Introduction to the human skin

In order to understand what paediatric melanoma is, it is important to understand where and how it does originate.

Brief overview

The skin constitutes 16%1 of the human body weight and is one of the tissues in our body that duplicates the most and the fastest. Skin is formed by three main layers:

  • The epidermis: Its main job is to protect the body and help control body temperature. It is made up of four types of cells, including pigment cells called melanocytes (see next page).
  • The dermis is much thicker than the epidermis. It contains hair roots, blood vessels, lymph vessels, glands, and nerve endings. Blood and lymph vessels in the dermis bring nutrients to the dermis and epidermis. Glands make fluids the body needs, and the connective tissue (which builds an extracellular matrix) holds all these structures in place and allows the skin to stretch.
  • Hypodermis is the subcutaneous tissue, what means “below the skin”. It is mostly made of fat and connective tissue. It connects the skin to muscles and bones and it also saves body heat, stores energy, and absorbs shock to protect the body from injury.
skin layers
Scheme of the skin components and layers. Adapted from Wikimedia


The dermis and adjacent fatty tissue layers are not visible to the naked eye. Skin is rich in cell types that have the potential to grow cancer if exposed to repeated ultraviolet trauma, such as excessive sun exposure.
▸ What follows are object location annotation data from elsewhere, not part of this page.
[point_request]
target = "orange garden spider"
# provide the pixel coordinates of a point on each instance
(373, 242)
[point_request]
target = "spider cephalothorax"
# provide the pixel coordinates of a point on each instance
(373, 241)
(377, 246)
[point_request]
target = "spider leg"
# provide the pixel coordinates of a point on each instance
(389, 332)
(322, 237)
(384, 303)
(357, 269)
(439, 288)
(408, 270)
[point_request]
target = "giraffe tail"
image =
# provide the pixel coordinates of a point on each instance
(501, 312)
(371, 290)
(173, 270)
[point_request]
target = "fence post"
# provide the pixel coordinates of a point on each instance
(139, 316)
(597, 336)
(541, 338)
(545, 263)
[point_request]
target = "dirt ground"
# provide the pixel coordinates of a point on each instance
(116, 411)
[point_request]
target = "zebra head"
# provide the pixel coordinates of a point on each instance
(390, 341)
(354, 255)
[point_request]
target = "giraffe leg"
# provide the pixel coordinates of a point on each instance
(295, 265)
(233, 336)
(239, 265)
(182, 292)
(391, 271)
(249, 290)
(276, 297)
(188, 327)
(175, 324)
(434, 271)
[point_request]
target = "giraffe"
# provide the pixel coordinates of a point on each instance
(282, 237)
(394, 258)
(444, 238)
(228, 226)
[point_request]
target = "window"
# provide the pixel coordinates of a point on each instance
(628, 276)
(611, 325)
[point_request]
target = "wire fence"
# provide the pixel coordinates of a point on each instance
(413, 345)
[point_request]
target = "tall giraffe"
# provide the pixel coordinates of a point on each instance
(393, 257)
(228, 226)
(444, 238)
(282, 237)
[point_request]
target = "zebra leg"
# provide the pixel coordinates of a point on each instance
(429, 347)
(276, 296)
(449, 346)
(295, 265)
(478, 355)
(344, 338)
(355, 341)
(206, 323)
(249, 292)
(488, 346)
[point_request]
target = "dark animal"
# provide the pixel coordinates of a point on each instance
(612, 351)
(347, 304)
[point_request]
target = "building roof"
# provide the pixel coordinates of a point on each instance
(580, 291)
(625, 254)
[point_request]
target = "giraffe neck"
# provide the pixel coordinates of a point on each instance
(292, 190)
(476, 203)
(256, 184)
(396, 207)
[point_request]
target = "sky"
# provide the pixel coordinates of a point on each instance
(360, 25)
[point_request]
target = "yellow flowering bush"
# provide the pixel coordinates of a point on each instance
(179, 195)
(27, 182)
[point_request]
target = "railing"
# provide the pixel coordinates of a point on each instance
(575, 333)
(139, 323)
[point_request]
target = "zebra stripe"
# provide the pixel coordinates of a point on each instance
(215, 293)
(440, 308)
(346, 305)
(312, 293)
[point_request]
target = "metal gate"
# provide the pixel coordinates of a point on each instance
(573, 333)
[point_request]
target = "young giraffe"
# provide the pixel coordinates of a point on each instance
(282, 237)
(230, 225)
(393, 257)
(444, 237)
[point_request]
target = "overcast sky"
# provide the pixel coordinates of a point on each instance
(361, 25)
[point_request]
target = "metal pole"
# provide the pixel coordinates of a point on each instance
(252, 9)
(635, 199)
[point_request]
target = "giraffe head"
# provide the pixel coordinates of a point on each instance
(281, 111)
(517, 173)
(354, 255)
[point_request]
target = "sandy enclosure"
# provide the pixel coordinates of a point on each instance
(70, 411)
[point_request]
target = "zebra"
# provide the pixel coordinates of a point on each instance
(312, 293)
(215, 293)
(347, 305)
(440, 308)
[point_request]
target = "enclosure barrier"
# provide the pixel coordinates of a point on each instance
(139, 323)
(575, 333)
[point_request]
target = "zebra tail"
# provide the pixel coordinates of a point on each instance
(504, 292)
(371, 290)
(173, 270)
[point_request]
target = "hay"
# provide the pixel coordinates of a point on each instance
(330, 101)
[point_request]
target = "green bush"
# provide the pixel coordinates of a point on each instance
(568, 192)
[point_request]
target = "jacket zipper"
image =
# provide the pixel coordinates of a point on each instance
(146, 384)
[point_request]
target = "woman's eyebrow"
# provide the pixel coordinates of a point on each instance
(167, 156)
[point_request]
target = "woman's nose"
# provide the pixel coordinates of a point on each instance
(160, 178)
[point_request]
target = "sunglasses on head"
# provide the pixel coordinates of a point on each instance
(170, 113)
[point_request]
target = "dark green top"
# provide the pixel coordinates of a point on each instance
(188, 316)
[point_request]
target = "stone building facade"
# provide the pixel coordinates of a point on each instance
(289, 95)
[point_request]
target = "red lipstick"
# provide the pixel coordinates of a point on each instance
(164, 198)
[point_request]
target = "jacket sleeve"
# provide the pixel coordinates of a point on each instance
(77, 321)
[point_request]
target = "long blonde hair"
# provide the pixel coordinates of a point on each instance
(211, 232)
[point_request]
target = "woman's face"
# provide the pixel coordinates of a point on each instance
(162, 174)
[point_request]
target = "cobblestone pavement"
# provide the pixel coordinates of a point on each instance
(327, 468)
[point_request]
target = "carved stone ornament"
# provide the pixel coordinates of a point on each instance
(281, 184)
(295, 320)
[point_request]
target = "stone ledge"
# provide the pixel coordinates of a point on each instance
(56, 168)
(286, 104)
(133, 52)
Melanocytes are located at the bottom of the epidermis. These cells make a pigment called melanin, which moves to the top of the epidermis and gives skin its colour. People with darker skin have the same number of melanocytes as people with lighter skin. The darkness of skin is based on how much melanin is made by the melanocytes. Higher levels of melanin cause the skin to be darker.

Melanocyte image in the skin. Wikimedia


We lose many skin cells every day, because they complete their life cycle in approximately 20-30 days. The cells that are found in the surface are lost, and cells in the dermis and the basal layer of the epidermis that have a high potential of replication (the ability of the cells to duplicate), replace the cells that are lost in the surface. The cells in the epidermis move from the basal layer to the top (surface), where they are eventually lost renewing constantly the outer layer of our protective skin.

This high potential of replication needs to have a genetic back-up system to minimize the number of errors made in the process of DNA duplication. The genes involved in this mechanism have different functions in sensing and correcting the properly DNA duplication. When these mechanisms don’t work properly, they can give place to diseases such as melanoma.

1Leider, M. On the Weight of the Skin. J. Invest. Dermatol. 12, 187–191 (1949).